Performing of the exploit
The following writeup has been tested to on Android 13, 14 and 15, with the particular version shown within screenshots being LineageOS 22.1 (Android 15) on a Fairphone 3+ with the system language set to English (Austria) - yes, this language is a thing within the Android OS. Depending on phones vendor and firmware the menus may look a bit different, but the overall layout and provided options should be similar enough. The exploit should be doable on iOS as well, however I currently have no feasable way of testing this¹ yet.
- Before starting we have no Jokers left. This is very sad, of course and we should seek a remedy for this.
- Locate the Spar app on your home screen or within your app drawer
- Long-press the app icon until a context menu pops up
- Within this context menu, select the option "App info"
- Select the option "Storage and cache" in the now displayed info screen
- Press "Clear Storage"
- Confirm the prompt, that you want to delete all data
- Now open the app, skip the app tutorial and agree to the TOS once more
- All done.
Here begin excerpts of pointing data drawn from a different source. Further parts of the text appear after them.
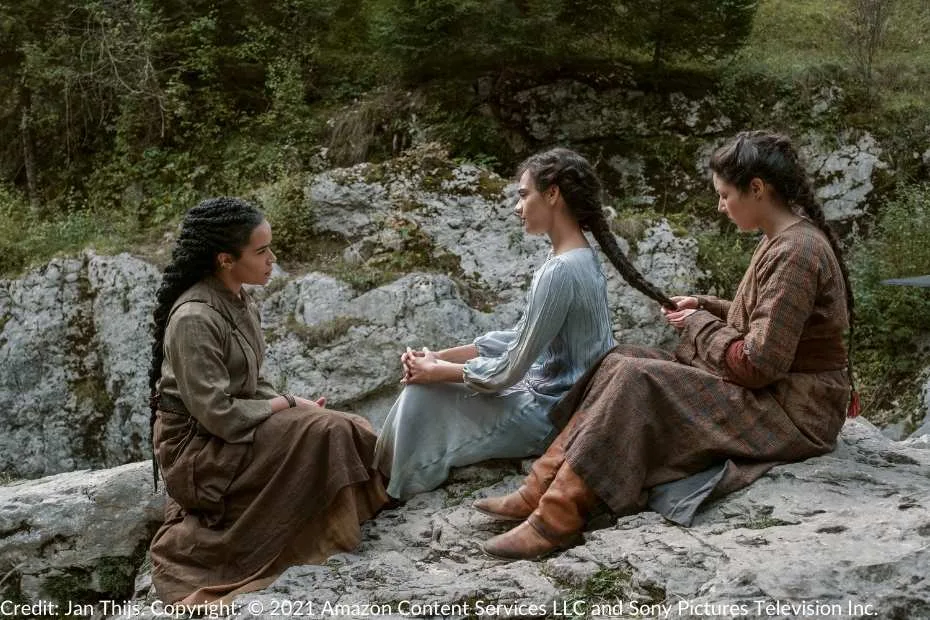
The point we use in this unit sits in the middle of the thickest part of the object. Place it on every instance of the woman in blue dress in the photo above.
(491, 398)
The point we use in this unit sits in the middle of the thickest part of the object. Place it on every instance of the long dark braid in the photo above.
(215, 225)
(581, 189)
(772, 158)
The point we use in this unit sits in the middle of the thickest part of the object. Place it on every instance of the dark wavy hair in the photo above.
(772, 158)
(214, 226)
(581, 189)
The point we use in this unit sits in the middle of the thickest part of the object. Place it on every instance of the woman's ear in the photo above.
(224, 260)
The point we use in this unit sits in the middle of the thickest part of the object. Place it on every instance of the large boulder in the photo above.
(74, 335)
(841, 536)
(74, 338)
(79, 536)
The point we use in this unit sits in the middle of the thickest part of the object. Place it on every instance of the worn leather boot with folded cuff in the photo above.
(518, 505)
(556, 523)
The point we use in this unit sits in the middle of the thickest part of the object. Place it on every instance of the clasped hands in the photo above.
(686, 307)
(419, 366)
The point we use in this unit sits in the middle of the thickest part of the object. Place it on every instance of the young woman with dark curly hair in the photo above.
(257, 481)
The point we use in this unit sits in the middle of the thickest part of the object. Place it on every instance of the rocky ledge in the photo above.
(846, 535)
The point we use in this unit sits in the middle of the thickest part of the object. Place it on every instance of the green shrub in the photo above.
(892, 320)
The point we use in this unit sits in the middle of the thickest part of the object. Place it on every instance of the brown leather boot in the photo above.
(518, 505)
(556, 523)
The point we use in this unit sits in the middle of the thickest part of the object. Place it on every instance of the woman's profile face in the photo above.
(255, 260)
(533, 208)
(737, 205)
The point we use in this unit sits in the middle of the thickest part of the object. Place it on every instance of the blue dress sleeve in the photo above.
(550, 299)
(495, 344)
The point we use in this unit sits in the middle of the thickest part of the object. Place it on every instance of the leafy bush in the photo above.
(892, 321)
(723, 256)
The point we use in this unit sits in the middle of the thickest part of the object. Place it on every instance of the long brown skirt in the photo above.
(240, 514)
(648, 419)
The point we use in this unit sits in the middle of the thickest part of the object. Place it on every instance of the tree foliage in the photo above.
(669, 29)
(113, 101)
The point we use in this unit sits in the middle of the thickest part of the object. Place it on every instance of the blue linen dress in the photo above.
(501, 410)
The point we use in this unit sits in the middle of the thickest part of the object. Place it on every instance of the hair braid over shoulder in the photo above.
(581, 189)
(215, 225)
(772, 158)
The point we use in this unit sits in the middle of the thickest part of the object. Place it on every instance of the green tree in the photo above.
(702, 29)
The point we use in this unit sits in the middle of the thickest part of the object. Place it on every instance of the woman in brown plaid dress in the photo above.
(753, 382)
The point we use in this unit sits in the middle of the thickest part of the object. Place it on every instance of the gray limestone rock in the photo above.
(840, 536)
(844, 173)
(74, 335)
(846, 531)
(74, 341)
(79, 536)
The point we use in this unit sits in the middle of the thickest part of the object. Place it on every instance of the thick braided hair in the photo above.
(772, 158)
(581, 189)
(215, 225)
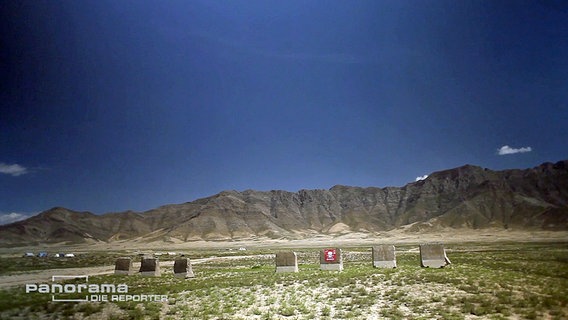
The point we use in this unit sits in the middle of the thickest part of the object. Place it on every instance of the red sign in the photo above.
(329, 254)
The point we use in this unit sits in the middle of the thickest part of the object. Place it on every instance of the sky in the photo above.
(107, 106)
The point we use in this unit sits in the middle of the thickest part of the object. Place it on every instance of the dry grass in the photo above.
(488, 281)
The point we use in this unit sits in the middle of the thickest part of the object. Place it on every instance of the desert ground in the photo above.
(494, 274)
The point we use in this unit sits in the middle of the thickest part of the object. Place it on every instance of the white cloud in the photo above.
(508, 150)
(12, 169)
(12, 217)
(421, 178)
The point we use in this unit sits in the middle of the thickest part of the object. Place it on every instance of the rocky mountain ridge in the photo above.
(465, 197)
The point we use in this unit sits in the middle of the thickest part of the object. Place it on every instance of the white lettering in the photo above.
(30, 288)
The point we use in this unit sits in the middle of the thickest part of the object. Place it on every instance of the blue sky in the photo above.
(114, 105)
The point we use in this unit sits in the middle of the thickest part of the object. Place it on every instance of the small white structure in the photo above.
(331, 259)
(286, 262)
(150, 266)
(182, 268)
(433, 255)
(384, 256)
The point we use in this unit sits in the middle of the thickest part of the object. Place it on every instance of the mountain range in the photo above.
(467, 197)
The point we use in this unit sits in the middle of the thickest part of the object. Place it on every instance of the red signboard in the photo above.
(329, 255)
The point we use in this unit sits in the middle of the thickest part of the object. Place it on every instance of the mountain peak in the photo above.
(464, 197)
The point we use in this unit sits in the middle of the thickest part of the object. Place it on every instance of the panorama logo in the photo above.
(88, 292)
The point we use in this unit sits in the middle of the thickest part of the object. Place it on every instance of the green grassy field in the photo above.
(492, 281)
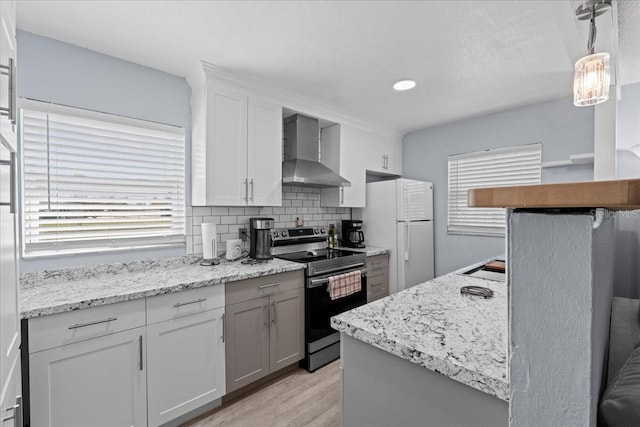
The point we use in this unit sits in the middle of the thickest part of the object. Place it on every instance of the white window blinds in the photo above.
(519, 165)
(94, 182)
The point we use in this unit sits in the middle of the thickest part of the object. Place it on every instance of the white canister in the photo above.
(209, 240)
(234, 249)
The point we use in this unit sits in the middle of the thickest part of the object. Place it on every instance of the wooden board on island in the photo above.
(613, 195)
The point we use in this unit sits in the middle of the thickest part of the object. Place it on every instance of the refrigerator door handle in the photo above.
(407, 242)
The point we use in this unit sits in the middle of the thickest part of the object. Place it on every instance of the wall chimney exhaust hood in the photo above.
(301, 165)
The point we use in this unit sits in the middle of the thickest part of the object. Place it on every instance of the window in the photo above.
(518, 165)
(95, 182)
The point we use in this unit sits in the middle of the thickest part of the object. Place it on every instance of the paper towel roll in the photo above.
(209, 240)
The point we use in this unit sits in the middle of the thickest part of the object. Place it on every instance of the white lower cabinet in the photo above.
(97, 382)
(144, 362)
(185, 364)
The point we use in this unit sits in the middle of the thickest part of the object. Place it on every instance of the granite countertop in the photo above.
(56, 291)
(462, 337)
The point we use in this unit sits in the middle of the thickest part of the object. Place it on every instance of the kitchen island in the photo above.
(427, 356)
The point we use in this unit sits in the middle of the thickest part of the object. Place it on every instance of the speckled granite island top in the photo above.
(56, 291)
(433, 325)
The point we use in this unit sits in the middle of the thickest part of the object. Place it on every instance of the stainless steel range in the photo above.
(308, 245)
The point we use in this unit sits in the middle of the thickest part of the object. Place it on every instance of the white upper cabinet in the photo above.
(343, 149)
(264, 161)
(236, 148)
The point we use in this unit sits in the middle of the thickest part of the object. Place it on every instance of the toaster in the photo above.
(234, 249)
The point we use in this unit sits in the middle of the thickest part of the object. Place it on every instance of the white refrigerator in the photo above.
(399, 216)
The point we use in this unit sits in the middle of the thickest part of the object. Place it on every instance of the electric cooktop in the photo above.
(317, 255)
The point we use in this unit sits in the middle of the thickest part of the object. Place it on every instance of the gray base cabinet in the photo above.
(264, 326)
(247, 345)
(185, 352)
(377, 277)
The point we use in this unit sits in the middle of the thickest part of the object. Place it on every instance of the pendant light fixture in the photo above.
(592, 72)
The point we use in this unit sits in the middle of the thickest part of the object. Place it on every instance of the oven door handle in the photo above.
(342, 267)
(314, 283)
(318, 282)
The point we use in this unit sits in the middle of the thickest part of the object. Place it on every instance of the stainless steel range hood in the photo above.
(301, 165)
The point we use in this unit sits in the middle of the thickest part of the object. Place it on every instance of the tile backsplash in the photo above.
(297, 202)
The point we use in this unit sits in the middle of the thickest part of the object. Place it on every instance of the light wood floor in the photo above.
(296, 399)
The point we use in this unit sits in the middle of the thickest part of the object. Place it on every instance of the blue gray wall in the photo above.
(65, 74)
(561, 128)
(627, 279)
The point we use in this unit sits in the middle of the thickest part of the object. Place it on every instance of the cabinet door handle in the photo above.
(195, 301)
(15, 408)
(12, 182)
(140, 347)
(273, 310)
(222, 326)
(270, 286)
(95, 322)
(10, 109)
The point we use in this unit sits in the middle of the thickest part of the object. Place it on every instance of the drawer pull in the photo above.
(273, 310)
(223, 330)
(95, 322)
(270, 286)
(140, 349)
(180, 304)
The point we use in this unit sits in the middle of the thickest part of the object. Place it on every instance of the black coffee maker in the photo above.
(260, 238)
(352, 235)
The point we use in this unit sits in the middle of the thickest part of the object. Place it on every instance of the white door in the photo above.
(185, 359)
(414, 255)
(227, 184)
(9, 313)
(264, 170)
(99, 382)
(414, 200)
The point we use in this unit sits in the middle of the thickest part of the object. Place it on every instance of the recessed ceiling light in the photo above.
(404, 84)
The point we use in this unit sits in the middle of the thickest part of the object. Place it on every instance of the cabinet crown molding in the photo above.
(286, 97)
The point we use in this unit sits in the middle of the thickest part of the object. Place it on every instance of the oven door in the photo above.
(320, 307)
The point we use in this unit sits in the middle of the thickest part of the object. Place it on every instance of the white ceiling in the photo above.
(468, 57)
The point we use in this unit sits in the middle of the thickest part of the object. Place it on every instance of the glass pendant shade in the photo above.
(591, 80)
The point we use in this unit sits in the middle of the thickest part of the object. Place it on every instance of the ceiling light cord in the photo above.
(593, 32)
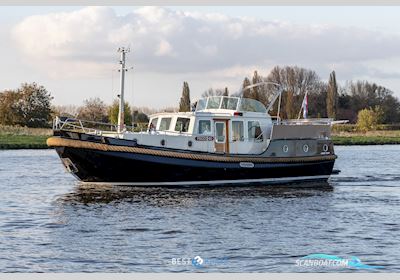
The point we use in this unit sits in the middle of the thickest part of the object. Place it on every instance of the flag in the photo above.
(305, 106)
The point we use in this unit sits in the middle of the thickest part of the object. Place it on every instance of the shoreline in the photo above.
(19, 142)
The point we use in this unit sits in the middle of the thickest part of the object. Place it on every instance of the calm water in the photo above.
(48, 223)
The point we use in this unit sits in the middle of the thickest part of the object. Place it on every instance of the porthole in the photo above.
(285, 148)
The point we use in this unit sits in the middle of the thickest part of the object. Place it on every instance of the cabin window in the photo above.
(153, 124)
(237, 131)
(204, 127)
(254, 131)
(182, 124)
(201, 104)
(229, 103)
(213, 102)
(220, 132)
(165, 123)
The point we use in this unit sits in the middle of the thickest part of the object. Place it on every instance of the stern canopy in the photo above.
(230, 103)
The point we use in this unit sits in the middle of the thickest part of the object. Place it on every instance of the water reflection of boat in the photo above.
(160, 197)
(225, 140)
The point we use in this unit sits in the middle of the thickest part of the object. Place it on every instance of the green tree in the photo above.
(34, 105)
(8, 111)
(368, 119)
(30, 105)
(184, 104)
(113, 111)
(295, 82)
(332, 96)
(94, 109)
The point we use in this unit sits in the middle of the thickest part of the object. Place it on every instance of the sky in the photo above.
(72, 50)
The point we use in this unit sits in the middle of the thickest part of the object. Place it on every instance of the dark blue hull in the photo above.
(140, 169)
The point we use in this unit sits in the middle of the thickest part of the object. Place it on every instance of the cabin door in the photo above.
(221, 136)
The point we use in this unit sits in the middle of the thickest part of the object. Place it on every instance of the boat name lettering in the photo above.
(204, 138)
(246, 164)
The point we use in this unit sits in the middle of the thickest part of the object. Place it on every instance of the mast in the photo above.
(122, 70)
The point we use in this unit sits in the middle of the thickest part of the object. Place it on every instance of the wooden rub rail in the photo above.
(62, 142)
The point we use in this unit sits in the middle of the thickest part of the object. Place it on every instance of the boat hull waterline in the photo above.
(123, 165)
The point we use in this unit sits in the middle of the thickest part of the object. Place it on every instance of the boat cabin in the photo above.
(219, 124)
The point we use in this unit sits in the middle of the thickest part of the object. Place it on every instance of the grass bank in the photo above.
(376, 137)
(13, 137)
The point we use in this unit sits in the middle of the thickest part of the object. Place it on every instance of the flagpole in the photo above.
(302, 105)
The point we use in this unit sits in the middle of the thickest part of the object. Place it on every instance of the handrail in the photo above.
(62, 123)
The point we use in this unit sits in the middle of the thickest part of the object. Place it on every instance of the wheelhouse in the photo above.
(219, 124)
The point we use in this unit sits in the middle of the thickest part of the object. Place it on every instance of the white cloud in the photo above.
(83, 41)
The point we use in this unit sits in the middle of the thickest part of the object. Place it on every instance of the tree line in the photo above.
(325, 99)
(30, 105)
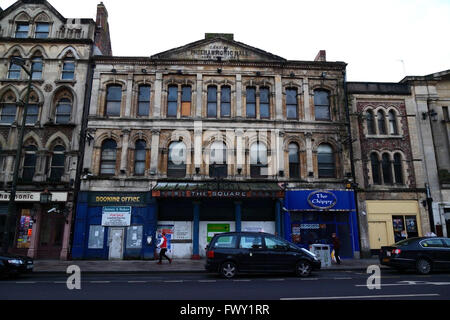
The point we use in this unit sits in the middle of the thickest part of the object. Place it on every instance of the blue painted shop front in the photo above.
(311, 216)
(104, 217)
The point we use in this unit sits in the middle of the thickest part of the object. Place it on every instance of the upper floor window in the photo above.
(291, 104)
(294, 161)
(186, 97)
(144, 101)
(113, 100)
(22, 30)
(225, 102)
(139, 157)
(42, 31)
(14, 71)
(392, 123)
(68, 71)
(108, 157)
(322, 105)
(58, 163)
(63, 111)
(36, 68)
(176, 164)
(212, 102)
(251, 102)
(172, 101)
(325, 161)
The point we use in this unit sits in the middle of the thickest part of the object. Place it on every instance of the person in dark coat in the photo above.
(336, 247)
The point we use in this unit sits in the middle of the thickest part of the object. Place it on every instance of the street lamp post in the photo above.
(12, 197)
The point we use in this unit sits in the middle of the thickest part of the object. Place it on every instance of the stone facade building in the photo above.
(213, 136)
(58, 51)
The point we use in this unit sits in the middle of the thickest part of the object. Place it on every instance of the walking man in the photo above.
(163, 246)
(336, 247)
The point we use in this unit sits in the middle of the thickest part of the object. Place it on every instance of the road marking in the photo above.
(366, 297)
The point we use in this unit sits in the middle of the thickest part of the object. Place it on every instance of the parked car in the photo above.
(11, 265)
(235, 252)
(423, 254)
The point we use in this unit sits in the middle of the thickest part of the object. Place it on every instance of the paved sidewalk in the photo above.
(150, 266)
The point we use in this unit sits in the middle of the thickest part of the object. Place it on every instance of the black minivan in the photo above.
(232, 252)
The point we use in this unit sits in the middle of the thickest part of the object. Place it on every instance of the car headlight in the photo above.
(15, 261)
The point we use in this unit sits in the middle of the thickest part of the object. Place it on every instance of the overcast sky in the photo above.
(381, 40)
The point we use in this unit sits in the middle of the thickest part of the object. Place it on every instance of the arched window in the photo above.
(212, 102)
(398, 169)
(113, 100)
(387, 169)
(63, 111)
(291, 103)
(172, 101)
(225, 102)
(258, 160)
(322, 105)
(176, 166)
(139, 157)
(392, 123)
(325, 161)
(294, 161)
(29, 163)
(218, 160)
(375, 162)
(36, 68)
(370, 122)
(250, 99)
(58, 163)
(108, 157)
(144, 101)
(381, 122)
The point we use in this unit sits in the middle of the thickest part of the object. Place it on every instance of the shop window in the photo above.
(108, 157)
(113, 100)
(212, 102)
(63, 111)
(176, 166)
(139, 157)
(251, 242)
(186, 97)
(322, 105)
(291, 103)
(294, 161)
(29, 163)
(172, 101)
(96, 237)
(325, 161)
(225, 102)
(251, 102)
(144, 101)
(134, 237)
(58, 163)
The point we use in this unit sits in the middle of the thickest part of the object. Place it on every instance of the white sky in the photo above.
(381, 40)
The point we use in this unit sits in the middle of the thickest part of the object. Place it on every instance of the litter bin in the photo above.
(323, 253)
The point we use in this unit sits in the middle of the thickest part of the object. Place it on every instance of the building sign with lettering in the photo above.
(116, 216)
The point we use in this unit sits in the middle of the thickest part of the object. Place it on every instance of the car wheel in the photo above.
(228, 269)
(303, 268)
(423, 266)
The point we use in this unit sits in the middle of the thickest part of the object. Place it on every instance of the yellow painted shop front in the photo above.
(392, 221)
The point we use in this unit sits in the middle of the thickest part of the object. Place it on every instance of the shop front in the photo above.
(312, 216)
(192, 213)
(42, 223)
(114, 226)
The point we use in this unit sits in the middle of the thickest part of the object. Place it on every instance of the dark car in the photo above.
(233, 252)
(423, 254)
(11, 265)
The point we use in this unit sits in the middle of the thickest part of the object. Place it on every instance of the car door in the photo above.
(251, 255)
(278, 254)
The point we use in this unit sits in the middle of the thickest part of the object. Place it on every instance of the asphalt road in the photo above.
(321, 285)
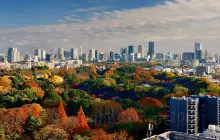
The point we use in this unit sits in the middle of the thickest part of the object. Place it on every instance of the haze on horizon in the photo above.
(174, 25)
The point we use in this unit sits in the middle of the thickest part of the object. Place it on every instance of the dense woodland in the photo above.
(89, 103)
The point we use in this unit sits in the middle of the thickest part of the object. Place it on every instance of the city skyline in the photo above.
(107, 24)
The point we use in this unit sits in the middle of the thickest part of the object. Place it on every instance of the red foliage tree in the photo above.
(129, 115)
(61, 113)
(109, 73)
(150, 102)
(82, 119)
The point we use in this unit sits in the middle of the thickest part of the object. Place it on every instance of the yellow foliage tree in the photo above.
(57, 80)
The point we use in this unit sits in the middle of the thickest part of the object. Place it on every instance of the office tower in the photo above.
(13, 55)
(112, 56)
(117, 56)
(151, 50)
(206, 55)
(160, 56)
(130, 49)
(27, 57)
(198, 51)
(107, 55)
(85, 57)
(80, 50)
(60, 53)
(101, 56)
(80, 53)
(188, 56)
(43, 55)
(74, 53)
(2, 58)
(141, 50)
(176, 57)
(184, 115)
(205, 108)
(50, 57)
(131, 57)
(137, 56)
(96, 54)
(92, 54)
(37, 53)
(124, 51)
(67, 54)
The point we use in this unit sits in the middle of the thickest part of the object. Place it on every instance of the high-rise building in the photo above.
(206, 55)
(141, 50)
(130, 49)
(112, 56)
(193, 114)
(96, 54)
(188, 56)
(43, 55)
(92, 54)
(151, 50)
(80, 50)
(184, 115)
(176, 57)
(131, 57)
(60, 53)
(198, 51)
(85, 57)
(37, 53)
(74, 54)
(107, 55)
(13, 55)
(67, 54)
(160, 56)
(50, 57)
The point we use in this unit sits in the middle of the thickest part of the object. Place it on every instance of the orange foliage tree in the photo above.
(149, 103)
(61, 113)
(109, 73)
(129, 115)
(100, 134)
(82, 119)
(13, 120)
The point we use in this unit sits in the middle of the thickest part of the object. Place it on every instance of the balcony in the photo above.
(191, 122)
(191, 117)
(192, 103)
(191, 108)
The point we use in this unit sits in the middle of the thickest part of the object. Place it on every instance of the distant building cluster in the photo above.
(200, 61)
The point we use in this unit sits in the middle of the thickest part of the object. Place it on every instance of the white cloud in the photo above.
(175, 26)
(91, 9)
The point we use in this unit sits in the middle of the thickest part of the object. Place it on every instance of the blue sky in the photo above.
(20, 13)
(102, 24)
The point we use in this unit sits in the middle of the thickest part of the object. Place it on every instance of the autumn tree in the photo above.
(51, 133)
(129, 115)
(82, 119)
(106, 111)
(149, 103)
(61, 113)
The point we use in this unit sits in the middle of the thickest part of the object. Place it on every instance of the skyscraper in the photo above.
(13, 55)
(198, 51)
(74, 53)
(92, 55)
(37, 53)
(80, 51)
(43, 55)
(151, 49)
(193, 114)
(96, 54)
(141, 50)
(60, 53)
(130, 49)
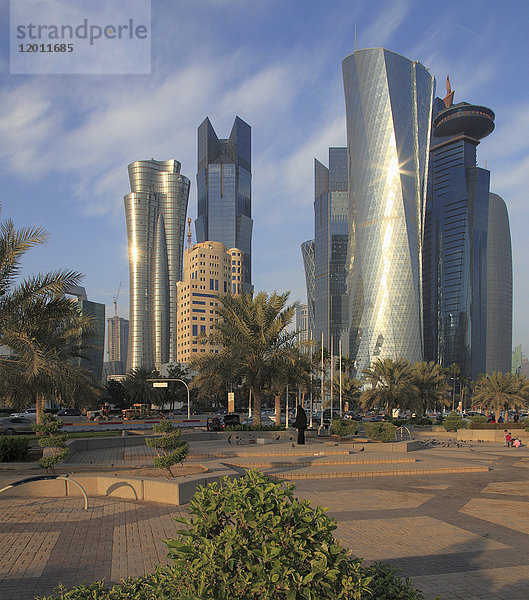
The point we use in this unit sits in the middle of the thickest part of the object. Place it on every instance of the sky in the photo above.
(66, 140)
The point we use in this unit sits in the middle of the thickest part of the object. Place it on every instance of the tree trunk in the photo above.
(256, 406)
(277, 399)
(39, 404)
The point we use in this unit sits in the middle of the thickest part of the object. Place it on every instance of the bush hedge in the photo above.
(251, 539)
(255, 427)
(454, 422)
(502, 426)
(382, 432)
(14, 448)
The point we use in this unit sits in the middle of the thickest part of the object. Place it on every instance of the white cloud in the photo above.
(383, 28)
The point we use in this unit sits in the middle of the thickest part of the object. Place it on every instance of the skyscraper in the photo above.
(499, 287)
(455, 240)
(224, 184)
(307, 252)
(155, 212)
(207, 275)
(331, 209)
(388, 101)
(92, 343)
(118, 340)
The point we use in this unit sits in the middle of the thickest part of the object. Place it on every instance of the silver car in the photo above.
(12, 425)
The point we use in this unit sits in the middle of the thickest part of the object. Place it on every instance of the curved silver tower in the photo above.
(155, 212)
(388, 101)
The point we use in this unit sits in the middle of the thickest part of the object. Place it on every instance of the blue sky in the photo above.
(65, 141)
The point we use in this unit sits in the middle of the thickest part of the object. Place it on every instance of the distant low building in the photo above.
(93, 343)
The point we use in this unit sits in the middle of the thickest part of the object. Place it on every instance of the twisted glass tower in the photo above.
(224, 188)
(155, 212)
(388, 101)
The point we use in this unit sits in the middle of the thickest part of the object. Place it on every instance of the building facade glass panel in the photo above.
(388, 108)
(224, 191)
(457, 314)
(155, 212)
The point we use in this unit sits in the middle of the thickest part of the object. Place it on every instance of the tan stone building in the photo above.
(210, 271)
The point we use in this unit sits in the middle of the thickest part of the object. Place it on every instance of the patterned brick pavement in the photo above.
(464, 536)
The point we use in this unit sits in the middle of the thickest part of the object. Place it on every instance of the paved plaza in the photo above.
(460, 535)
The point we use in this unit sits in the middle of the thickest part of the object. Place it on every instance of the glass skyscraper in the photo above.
(307, 251)
(155, 212)
(224, 184)
(388, 101)
(331, 210)
(499, 287)
(455, 239)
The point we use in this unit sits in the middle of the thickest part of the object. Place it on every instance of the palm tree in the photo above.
(41, 327)
(432, 389)
(289, 367)
(251, 333)
(391, 385)
(500, 391)
(351, 389)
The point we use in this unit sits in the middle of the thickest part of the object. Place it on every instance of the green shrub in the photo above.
(14, 449)
(343, 427)
(251, 539)
(454, 422)
(255, 427)
(477, 420)
(383, 432)
(52, 436)
(501, 426)
(387, 584)
(169, 447)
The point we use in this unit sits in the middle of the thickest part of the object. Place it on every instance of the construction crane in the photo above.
(115, 300)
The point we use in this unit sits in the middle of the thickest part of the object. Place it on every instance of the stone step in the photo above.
(357, 471)
(307, 463)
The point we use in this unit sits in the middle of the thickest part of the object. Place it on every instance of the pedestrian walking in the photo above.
(300, 424)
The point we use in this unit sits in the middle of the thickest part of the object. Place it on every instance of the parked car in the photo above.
(265, 421)
(29, 413)
(69, 412)
(231, 419)
(12, 425)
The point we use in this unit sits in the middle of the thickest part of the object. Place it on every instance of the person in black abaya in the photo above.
(300, 423)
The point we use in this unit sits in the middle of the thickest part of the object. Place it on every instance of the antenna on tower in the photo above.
(115, 300)
(189, 232)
The jokers should be restored.
Alternatively you also could uninstall and reinstall the app every time, however I find this more tedious and time consuming than just doing the afformentioned steps.
More stuff to come
I'll try to soon get around asking people who use iOS to test this exploit themselves, so I can verify the validity of this exploit on iOS devices. A writeup on performing this exploit on iOS is found here, if it's already available by the time you read this. I'm also planing to take a closer look at how the data of the app is stored, this might be useful to e.g. mass export digital reciepts or to keep configurations, while reseting the jokers and customer ID.